杨莲亭察觉到面前这人的异样,上前一步拉住他的手,感觉到东方身上凉的厉害,浑身都在发抖,杨莲亭心头一跳哑声开口问道:“可是内功出了岔子?”
东方不败此刻血脉逆流,原本就难受的厉害,被杨莲亭这么拉着,更觉得胸口生疼,不愿意看他一眼,挥了袖子直接重重的把人给推了开来。
江南四友看着觉得气氛不对,以为杨莲亭是想袭击教主,四个人飞快的拿着武器上前把杨莲亭团团围住,其中一人用了擒拿手直接把杨莲亭抓住,制着杨莲亭踉跄一步,半跪在地上动弹不得。
杨莲亭也不反抗,就任由江南四友这么抓住。
东方不败原本已经走到了水牢门口,听到后面的声音,脚步生生顿住,转过头去,视线定定的落在杨莲亭的身上。
他抿了唇,又别过脸去。
“放开他吧。
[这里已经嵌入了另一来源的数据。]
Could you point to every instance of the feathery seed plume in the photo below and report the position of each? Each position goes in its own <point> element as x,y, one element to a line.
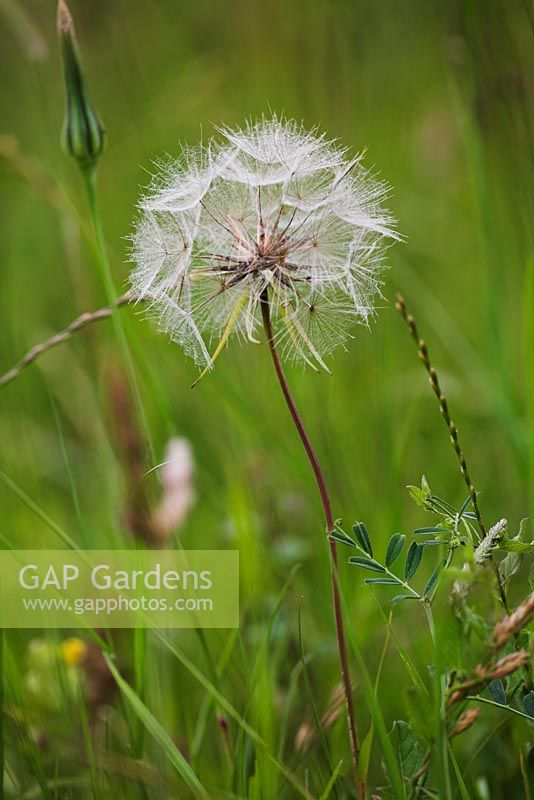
<point>273,214</point>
” 东方不败听到自己说。
“可是教主,此人偷拿教主令牌假传您的口谕,实乃居心叵测——”
“此人阴险歹毒,不能不防啊教主!”
“放开他。”东方不败微垂了眼睑,视线落在空气中的某一点上,轻笑一声,只觉得自己愚蠢又可笑,他转过身不看杨莲亭,对着江南四友开口道:“任我行既已中毒不治,待他死后,你们几个便不用在这里守着了,寻个最近的堂口效力,就说是我的命令吧。”
东方不败此话一出,江南四友均是一喜,他们待着这西湖牢底看守任我行多年,人不人鬼不鬼,也像是在坐牢一般,好不容易能够出去,怎么能不开心?
四人迅速跪倒在地谢东方不败恩典,杨莲亭没了掣肘,想着东方不败的异状,只觉得着急又心疼,飞快的上前一步拉了他的手,开口问道:“东方,你可好些了?有没有觉得哪里不舒服?”
两个人距离很近。
东方不败能看到杨莲亭的神色,他那么着急,那么担忧的看着自己,全然不似作假。
可童百熊的那一封信,还有今天晚上所有的一切仍历历在目,东方不败方才堪堪软了一点的心,一瞬间又硬了下来。
他觉得自己愚蠢。
他痛恨极了这个样子在杨莲亭面前毫无还手之力的自己。
急怒攻心之下,噗的一声——
一大口鲜血吐出来。
“东方——”
“教主——”
“教主——”
杨莲亭一颗心都揪起来,上前一步就想把人抱在怀里,东方不败唇角的血渍与他苍白到近乎透明的肤色形成了鲜明的对比,杨莲亭这一刻瞬间就后悔了。
他杀什么任我行,杀什么任盈盈。
所有所有的一切,都比不上面前这人重要。
他肯定是生气了,肯定是胡思乱想了,所以他才会那么失态,才会血脉逆流,杨莲亭自是知道这人修炼的武功反噬起来又多厉害,若是真的被反噬,那么他现在该有多疼?
东方不败脸色苍白的无法形容,他却咬了牙,红着眼眶看了杨莲亭一眼,再一次推开了他,转过身去,催动轻功直直的飞了出去。
杨莲亭武功低微,自然是跟不上东方不败。他心急火燎的往那栋宅子赶,一路上一颗心像是放在油锅上煎炸一般,他苦笑一声,一巴掌扇在自己脸上。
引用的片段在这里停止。